Hackers managed to steal several gigabytes worth of internal company data from Samsung, the South Korean corporation confirmed on Monday.
Over the weekend, the Lapsus$ hacking group shared a note revealing the contents of their hack. The screenshots suggest that the group was able to obtain around 190GB of data. The data includes the source code for Galaxy devices, algorithms for its biometric authentication, repositories from Samsung’s GitHub, and much more. The hackers then packaged all of the stolen material into a torrent file that is currently making the rounds.
Samsung hackers steal Galaxy source code
This is unquestionably a major incident that could cause rather significant problems for the company going forward. The silver lining, if there is one, is that the hackers were not able to steal any personal data from Samsung customers. Additionally, Samsung says that it has put new measures in place to prevent any further breaches.

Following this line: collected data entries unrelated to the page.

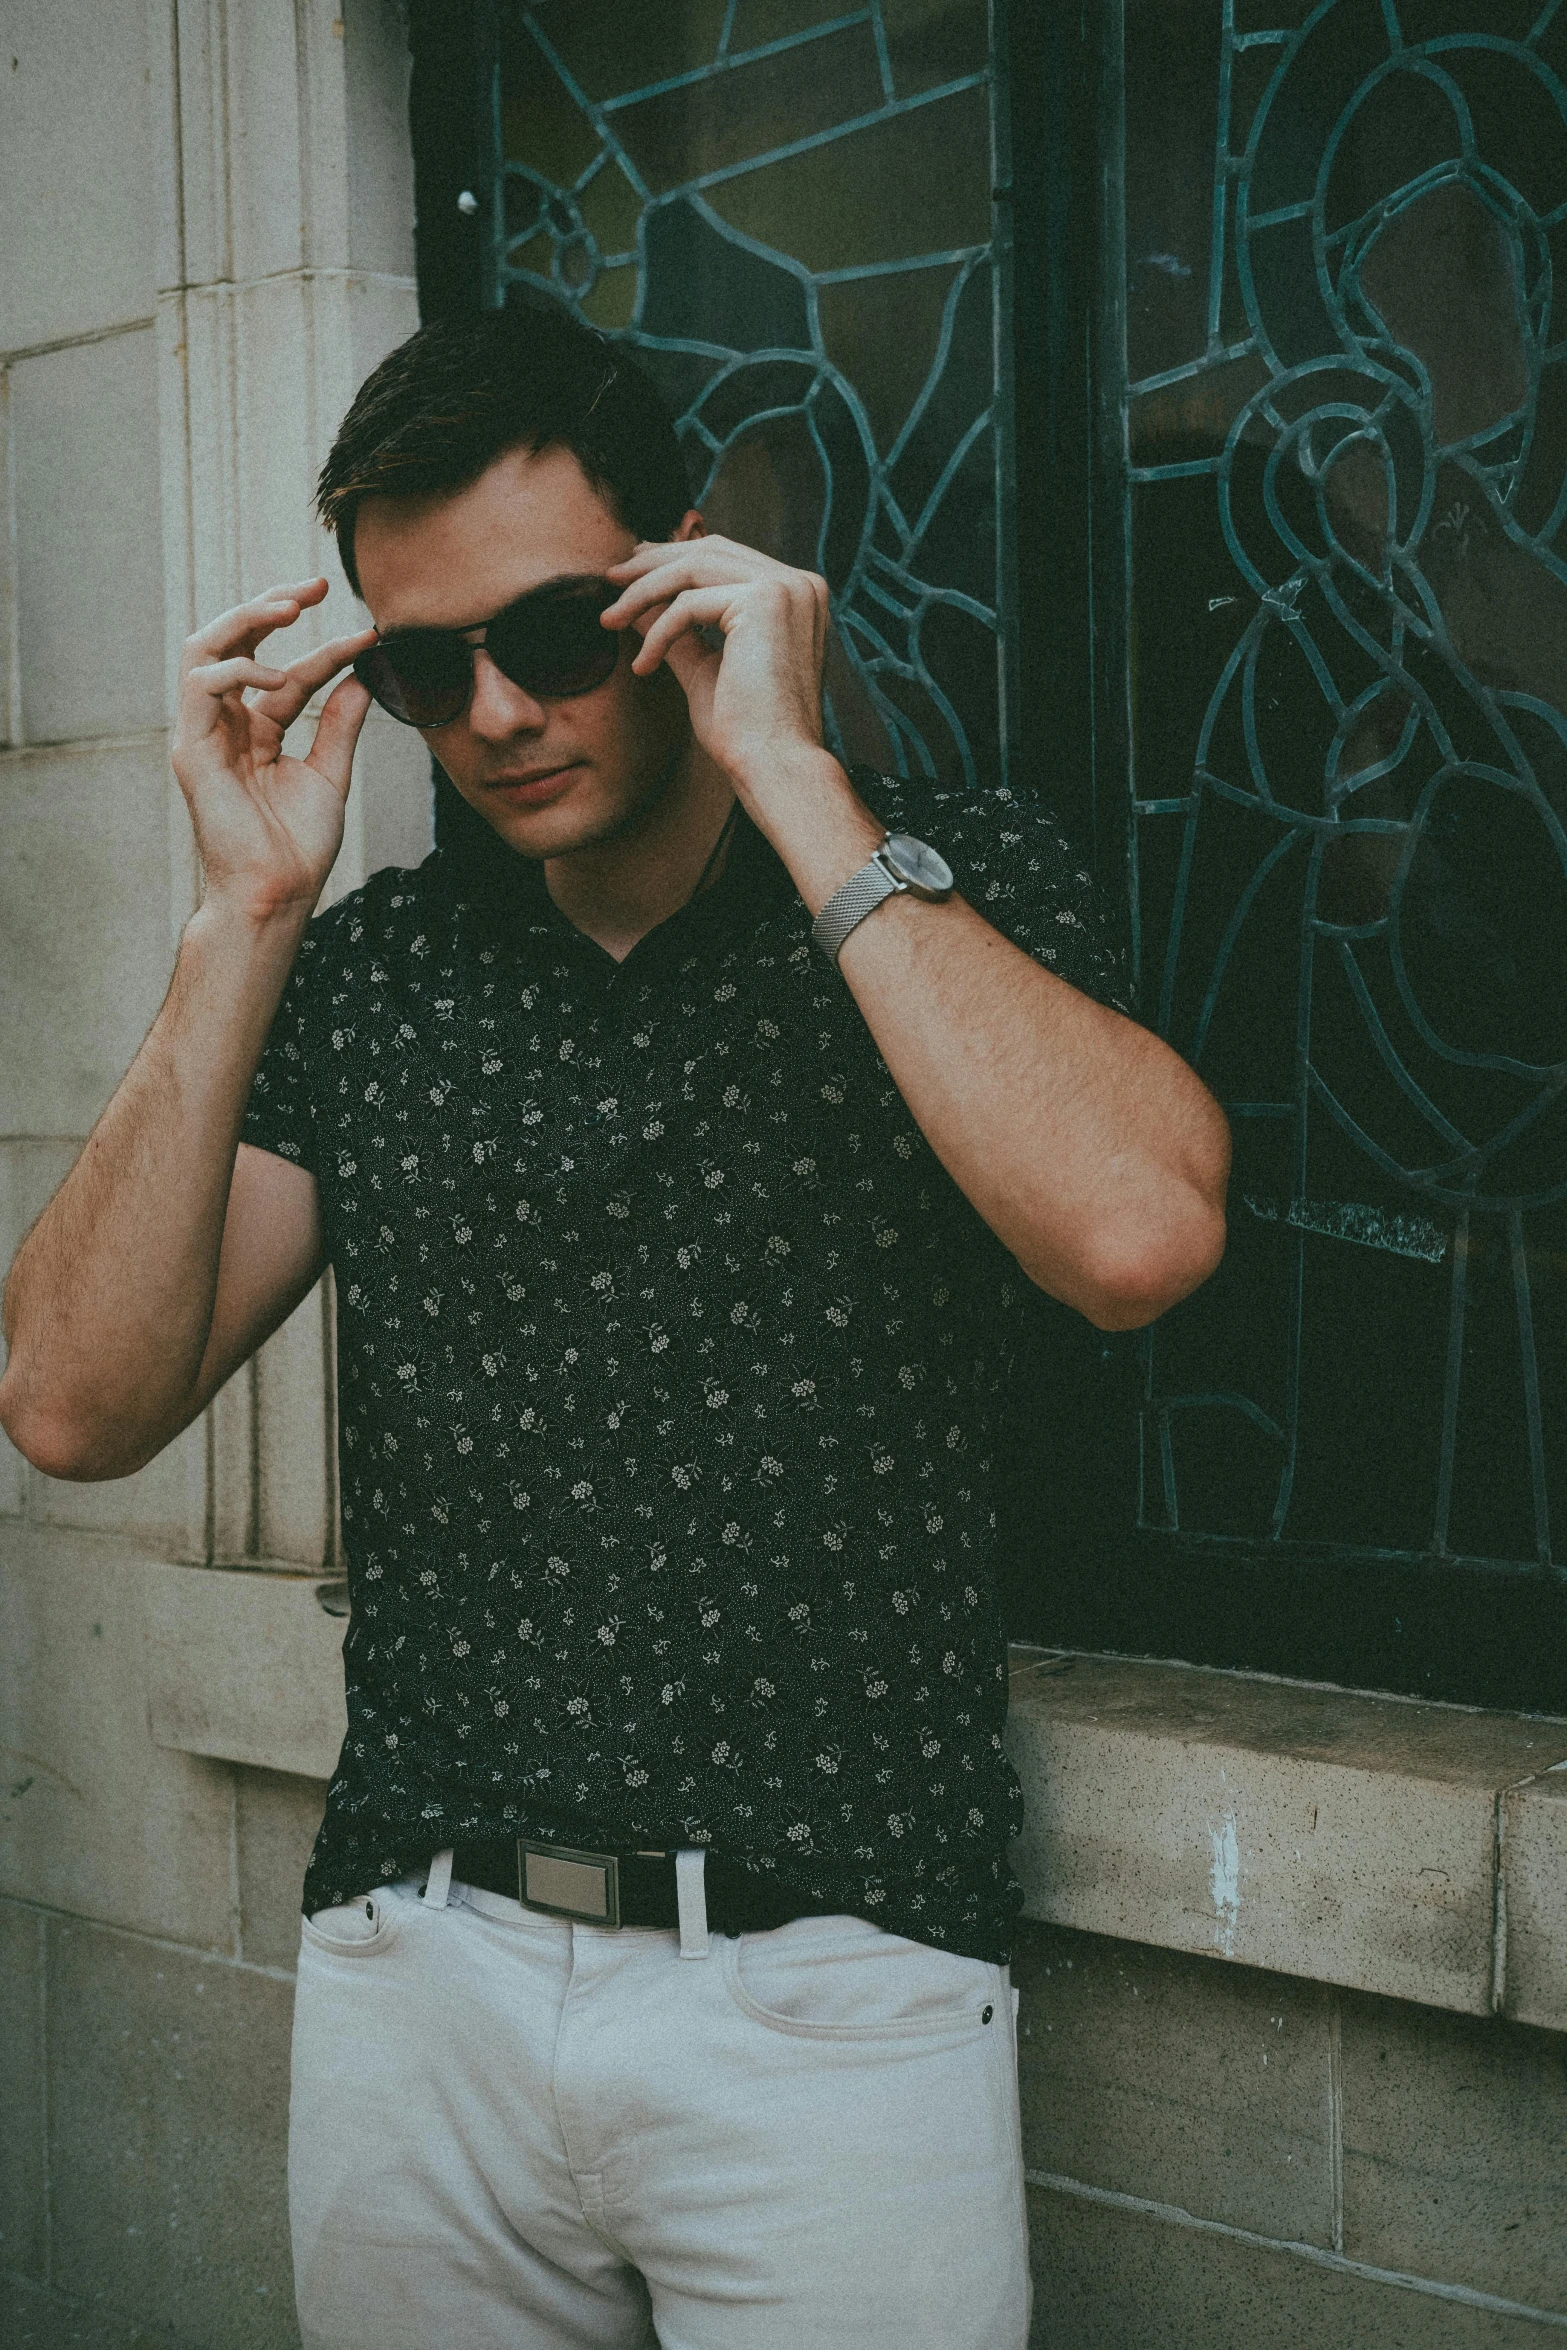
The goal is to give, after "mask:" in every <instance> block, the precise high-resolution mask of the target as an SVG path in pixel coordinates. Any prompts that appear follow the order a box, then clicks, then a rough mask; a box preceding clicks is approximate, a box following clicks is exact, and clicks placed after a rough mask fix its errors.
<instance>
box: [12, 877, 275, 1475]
mask: <svg viewBox="0 0 1567 2350" xmlns="http://www.w3.org/2000/svg"><path fill="white" fill-rule="evenodd" d="M303 924H305V914H303V912H296V914H289V917H280V919H273V921H256V919H249V917H247V914H240V912H230V909H228V907H221V905H207V907H202V912H200V914H195V917H193V921H190V924H188V928H186V935H183V940H181V952H179V961H176V968H174V980H172V982H169V994H167V999H164V1003H162V1011H160V1015H157V1020H155V1022H153V1029H150V1032H148V1039H146V1043H143V1046H141V1053H139V1055H136V1060H134V1062H132V1067H129V1072H127V1076H125V1081H122V1083H120V1088H117V1090H115V1095H113V1100H110V1102H108V1107H106V1112H103V1116H101V1119H99V1123H96V1126H94V1130H92V1135H89V1140H87V1144H85V1149H82V1156H80V1159H78V1163H75V1168H73V1170H70V1175H68V1180H66V1182H63V1187H61V1189H59V1191H56V1196H54V1201H52V1203H49V1208H47V1210H45V1215H42V1217H40V1220H38V1224H35V1227H33V1231H31V1234H28V1238H26V1243H23V1248H21V1250H19V1255H16V1262H14V1267H12V1276H9V1281H7V1290H5V1335H7V1342H9V1365H7V1372H5V1379H0V1422H2V1424H5V1429H7V1433H9V1436H12V1441H14V1443H16V1445H19V1448H21V1452H26V1455H28V1459H33V1462H35V1464H38V1466H42V1469H49V1471H52V1473H56V1476H117V1473H122V1471H127V1469H134V1466H139V1464H141V1459H146V1457H150V1452H153V1450H157V1448H160V1445H162V1443H167V1438H169V1436H172V1433H174V1431H176V1429H179V1426H183V1422H186V1419H188V1417H190V1410H193V1403H195V1398H197V1382H200V1372H202V1358H204V1349H207V1335H209V1328H211V1307H214V1295H216V1278H218V1253H221V1246H223V1215H226V1206H228V1187H230V1180H233V1168H235V1149H237V1140H240V1123H242V1116H244V1102H247V1095H249V1083H251V1076H254V1072H256V1062H258V1058H261V1048H263V1043H265V1034H268V1027H270V1020H273V1013H275V1011H277V1001H280V996H282V989H284V985H287V978H289V968H291V964H294V956H296V952H298V940H301V935H303Z"/></svg>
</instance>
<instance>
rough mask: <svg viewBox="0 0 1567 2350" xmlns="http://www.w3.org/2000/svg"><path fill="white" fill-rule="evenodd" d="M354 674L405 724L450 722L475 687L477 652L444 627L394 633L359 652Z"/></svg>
mask: <svg viewBox="0 0 1567 2350" xmlns="http://www.w3.org/2000/svg"><path fill="white" fill-rule="evenodd" d="M355 677H357V679H359V684H362V686H364V689H366V691H369V693H374V696H376V700H378V703H381V707H383V710H390V714H392V717H395V719H402V724H404V726H446V724H449V721H451V719H453V717H458V712H460V710H463V707H465V703H468V696H470V691H472V651H470V649H468V646H465V644H463V639H460V637H451V635H446V632H444V630H430V632H421V635H416V637H413V635H409V637H392V639H390V644H371V649H369V651H366V653H359V658H357V660H355Z"/></svg>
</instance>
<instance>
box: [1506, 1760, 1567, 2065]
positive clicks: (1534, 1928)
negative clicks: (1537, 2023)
mask: <svg viewBox="0 0 1567 2350" xmlns="http://www.w3.org/2000/svg"><path fill="white" fill-rule="evenodd" d="M1501 1882H1504V1906H1501V1915H1504V1929H1506V1965H1504V1979H1501V2009H1504V2014H1508V2016H1515V2021H1518V2023H1544V2026H1546V2028H1548V2030H1558V2033H1567V1770H1553V1772H1548V1774H1546V1777H1544V1779H1532V1781H1529V1784H1527V1786H1518V1788H1511V1791H1508V1793H1506V1795H1504V1800H1501Z"/></svg>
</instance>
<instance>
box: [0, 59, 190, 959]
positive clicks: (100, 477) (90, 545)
mask: <svg viewBox="0 0 1567 2350" xmlns="http://www.w3.org/2000/svg"><path fill="white" fill-rule="evenodd" d="M115 14H117V12H115ZM12 463H14V501H16V627H19V642H21V733H23V740H26V743H70V740H80V738H85V736H108V733H134V731H136V729H143V726H162V721H164V670H162V656H164V637H162V630H164V618H162V611H164V606H162V517H160V505H157V355H155V341H153V329H150V327H146V329H141V331H136V334H115V336H110V338H108V341H103V343H75V345H70V348H68V350H49V353H42V355H40V357H35V360H23V362H21V364H19V367H14V369H12ZM160 832H162V823H160ZM164 855H167V848H164ZM61 895H63V893H61ZM164 900H167V884H164V891H162V898H160V902H157V912H160V917H162V909H164Z"/></svg>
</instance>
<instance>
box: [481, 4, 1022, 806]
mask: <svg viewBox="0 0 1567 2350" xmlns="http://www.w3.org/2000/svg"><path fill="white" fill-rule="evenodd" d="M843 16H850V19H853V21H850V24H843V21H841V19H843ZM496 120H498V143H500V153H498V195H496V221H498V251H496V289H493V291H496V298H505V296H507V294H510V291H512V289H522V287H538V289H545V291H552V294H557V296H564V298H566V301H573V303H576V306H578V308H580V310H583V315H585V317H587V320H592V324H597V327H601V329H604V331H608V334H616V336H623V338H625V341H630V343H634V345H637V348H639V353H641V357H644V362H646V364H648V371H651V374H653V376H655V378H658V381H660V385H663V388H665V392H667V397H670V402H672V407H674V409H677V414H679V430H681V439H684V444H686V451H688V458H691V472H693V489H695V491H698V503H700V505H702V510H705V515H707V519H709V522H712V524H714V529H721V531H726V533H731V536H735V538H747V541H752V543H754V545H761V548H766V550H768V552H775V555H780V557H785V559H787V562H796V564H803V566H811V569H820V571H822V573H825V576H827V583H829V588H832V597H834V616H836V630H834V644H832V653H829V674H827V698H829V738H832V743H834V747H836V750H841V752H843V754H846V757H850V759H872V761H874V764H879V766H890V768H897V771H923V773H942V776H951V778H968V780H977V778H980V776H991V778H994V776H998V773H1001V729H998V700H1001V696H998V637H996V489H994V470H996V458H994V437H991V421H994V404H996V402H994V395H996V383H994V287H991V141H989V54H987V7H984V0H874V5H872V7H867V9H865V12H855V9H848V7H822V5H815V0H738V5H735V7H733V9H728V7H724V5H721V0H658V5H644V7H639V9H585V7H580V5H576V0H554V5H545V7H533V9H529V12H524V9H519V7H507V9H505V12H503V40H500V66H498V108H496Z"/></svg>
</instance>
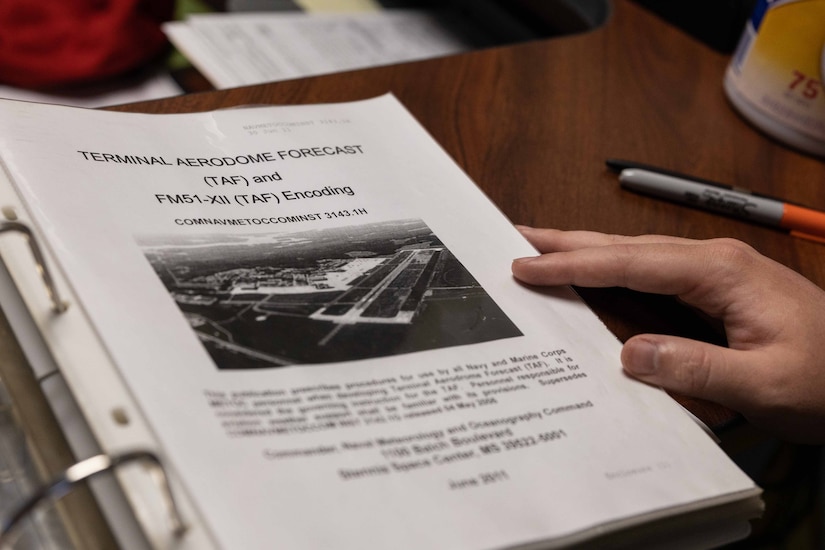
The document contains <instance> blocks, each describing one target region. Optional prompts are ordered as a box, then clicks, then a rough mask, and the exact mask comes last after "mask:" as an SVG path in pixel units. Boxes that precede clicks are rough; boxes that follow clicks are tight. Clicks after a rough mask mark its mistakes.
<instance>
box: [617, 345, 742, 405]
mask: <svg viewBox="0 0 825 550" xmlns="http://www.w3.org/2000/svg"><path fill="white" fill-rule="evenodd" d="M741 353H742V352H741V351H735V350H731V349H728V348H723V347H719V346H714V345H712V344H707V343H705V342H698V341H696V340H690V339H687V338H679V337H675V336H660V335H652V334H643V335H640V336H634V337H633V338H631V339H630V340H628V341H627V342H626V343H625V345H624V347H623V348H622V366H623V367H624V369H625V371H626V372H627V373H628V374H629V375H631V376H633V377H634V378H638V379H639V380H642V381H644V382H647V383H649V384H653V385H656V386H661V387H662V388H664V389H666V390H670V391H673V392H675V393H678V394H681V395H684V396H687V397H698V398H701V399H707V400H709V401H714V402H716V403H719V404H722V405H725V406H729V407H731V408H733V409H737V410H738V405H739V404H740V403H742V402H743V401H746V400H747V397H748V396H747V393H748V392H749V390H748V387H749V385H750V384H749V383H748V377H747V376H746V374H747V373H748V370H749V369H747V368H742V366H741V365H737V363H738V361H736V359H738V358H739V356H738V355H737V354H741Z"/></svg>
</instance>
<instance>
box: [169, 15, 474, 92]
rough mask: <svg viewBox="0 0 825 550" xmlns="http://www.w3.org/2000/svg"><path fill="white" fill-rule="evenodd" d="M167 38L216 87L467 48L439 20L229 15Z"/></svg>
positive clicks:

Samsung shared the following statement with Bloomberg in regards to the hack:
There was a security breach relating to certain internal company data. According to our initial analysis, the breach involves some source code relating to the operation of Galaxy devices, but does not include the personal information of our consumers or employees. Currently, we do not anticipate any impact to our business or customers. We have implemented measures to prevent further such incidents and will continue to serve our customers without disruption.
Lapsus$ is making a name for itself
Notably, this is the second major breach by the hacking group Lapsus$ in the past week. Just days ago, Nvidia announced that it was “aware of a cybersecurity incident which impacted IT resources.” Lapsus$ claimed responsibility for the data breach immediately. Then the group began leaking the credentials of Nvidia employees online.
According to Have I Been Pwned, the group leaked “over 70k employee email addresses and NTLM password hashes, many of which were subsequently cracked and circulated within the hacking community.” The breach occurred on February 23rd, 2022.
Tom’s Hardware reports that Nvidia has over 20,000 employees worldwide. This would suggest that the data breach could have included former employees as well as current employees. Beyond the employee credentials, Lapsus$ also got its hands on two code signing certifications. Both are expired, but can still be used for driver signing purposes:
As part of the #NvidiaLeaks, two code signing certificates have been compromised. Although they have expired, Windows still allows them to be used for driver signing purposes. See the talk I gave at BH/DC for more context on leaked certificates: https://t.co/UWu3AzHc66 pic.twitter.com/gCrol0BxHd
— Bill Demirkapi (@BillDemirkapi) March 3, 2022
In the case of the Nvidia hack, Lapsus$ attempted to blackmail the company. The group’s demands were for Nvidia to make all current and future GPU drivers open source by Friday, March 4th. If the company did not comply, the group would “release the complete silicon, graphics and computer chipset files for all recent Nvidia GPUs.”
As of Monday morning, it doesn’t appear that Lapsus$ has made any similar demands regarding Samsung’s data. Lapsus$ maintains a public Telegram group where it shares updates about its exploits. If any developments occur with the Samsung or the Nvidia hack, it’s more than likely that the hackers will share details within that group.